To the fourth-century philosopher and theologian Saint Augustine, infinity was “too incomprehensible for the human mind.” Yet, in his New York Times bestselling book, “Infinite Powers,” applied mathematician Steven Strogatz contends that humanity has not only dared to confront this unfathomable concept, but has learned to use it through the mathematical discipline of calculus. In Strogatz’s hands, the infinite transforms from a philosophical impasse to the very foundation for understanding reality.
Calculus is the mathematics of change, the defining constant of existence. As Henry David Thoreau once wrote, “All change is a miracle to contemplate, but it is a miracle which is taking place every instant.” By partitioning space and time into infinitesimal pieces, calculus addresses the two fundamental mysteries of the physical world: curvature and motion. It enables scientists and engineers to model everything from planetary motion to the way light bends to the behavior of epidemics with staggering precision.

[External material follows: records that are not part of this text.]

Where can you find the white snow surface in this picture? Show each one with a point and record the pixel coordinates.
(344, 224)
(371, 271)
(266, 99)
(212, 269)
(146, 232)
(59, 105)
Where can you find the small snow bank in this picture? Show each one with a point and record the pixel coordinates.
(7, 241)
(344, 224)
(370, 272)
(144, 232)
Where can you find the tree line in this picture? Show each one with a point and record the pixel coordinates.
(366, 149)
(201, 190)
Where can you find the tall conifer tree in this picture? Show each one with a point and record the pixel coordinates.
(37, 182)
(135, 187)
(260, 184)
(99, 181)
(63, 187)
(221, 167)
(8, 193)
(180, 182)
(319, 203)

Yet, calculus rests on a paradox. Strogatz argues that infinity is calculus’s “original sin” — the source of its astonishing power and its logical peril. Dissecting reality into endlessly small parts raises ontological quandaries. How can adding an infinite number of infinitesimally small quantities yield a finite result? In other words, summing “infinitely many nothings” shouldn’t amount to something, and strangely, it does. Time and time again, calculus works—predictably, repeatedly and somehow precisely. “The one represents the many and stands for it,” Strogatz writes, “representing it perfectly and faithfully.”

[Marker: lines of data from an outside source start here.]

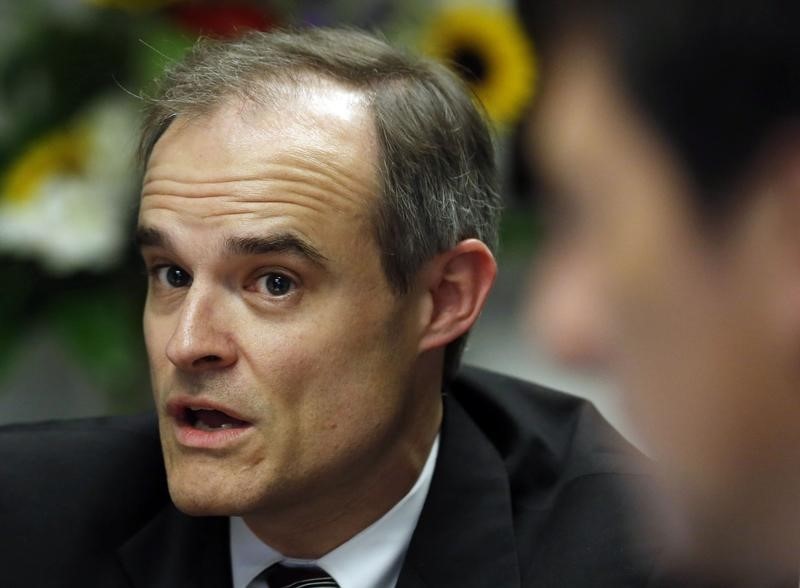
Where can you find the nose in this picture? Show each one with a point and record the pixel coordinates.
(201, 340)
(567, 311)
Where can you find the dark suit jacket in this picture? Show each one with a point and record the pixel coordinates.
(526, 492)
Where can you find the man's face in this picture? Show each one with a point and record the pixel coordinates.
(696, 328)
(281, 360)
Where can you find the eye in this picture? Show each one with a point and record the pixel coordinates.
(276, 284)
(173, 276)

Quoting Picasso’s remark that “art is a lie that makes us realize truth,” Strogatz suggests that the infinite in calculus functions similarly: an “elegant fiction,” an abstraction that, while not literally accurate, reveals hidden truths about the natural world. Though infinity itself eludes complete comprehension, it nonetheless remains instrumental in explaining other fundamental mysteries of the universe. According to Strogatz, infinity is “the numerical counterpart of something deep in our psyches, in our nightmares of bottomless pits, and our hopes for eternal life.”
The book takes readers on a historical tour. It begins with the work of Archimedes, the ancient Greek mathematician whose treatise, “The Method,” was believed lost until its rediscovery in 1906. The writings, recovered from a palimpsest in a Byzantine prayer book, contain Archimedes’ use of infinitesimals to calculate areas and volumes; the Sicilian had anticipated integral calculus by over a thousand years. Archimedes hoped his work “would survive the seas of time and be appreciated by a more modern world,” Strogatz writes. In the late sixteenth century, Galileo Galilei of Pisa resumed his line of inquiry by demonstrating that existing mathematical tools inadequately described continuous change, through his experiments on motion and falling bodies. The French mathematician and philosopher René Descartes further advanced the field in the early 17th century by introducing a coordinate system that formally linked geometry and algebra.
In the late seventeenth century, at the dawn of the Age of Enlightenment, these earlier developments culminated in the formulation of calculus by Isaac Newton in England and Gottfried Wilhelm Leibniz in Germany. They discovered that by breaking complex phenomena into infinitesimal parts and reassembling them—processes known as differentiation and integration—they could accurately model the natural world. Even more remarkably, they realized these two central operations are inverse processes, a relationship later defined as the Fundamental Theorem of Calculus.
Physicist Richard Feynman, once a young scientist working on the Manhattan Project, once called calculus the “language God talks.” Robert Montera, who teaches 9th grade history at Fieldston, says “it helps to map the contours of our realities.” While Newtonian physics breaks down at the subatomic scale, Newtonian calculus remains applicable. Strogatz asserts that the enduring relevance of calculus across centuries makes it humanity’s most powerful tool for understanding the universe.
Erudite without being esoteric, Infinite Powers is no daunting academic text meant only for mathematicians. Strogatz delivers a deftly written exploration of calculus and its role in shaping the modern world. For those interested in math, science, philosophy or the history of ideas, this book is an essential read.
Ultimately, Infinite Powers is a beautiful tribute to human ingenuity. It is a grand narrative about the power of the infinite, and, despite the warning from a particular bishop from Hippo, the incredible minds who dared to tame it.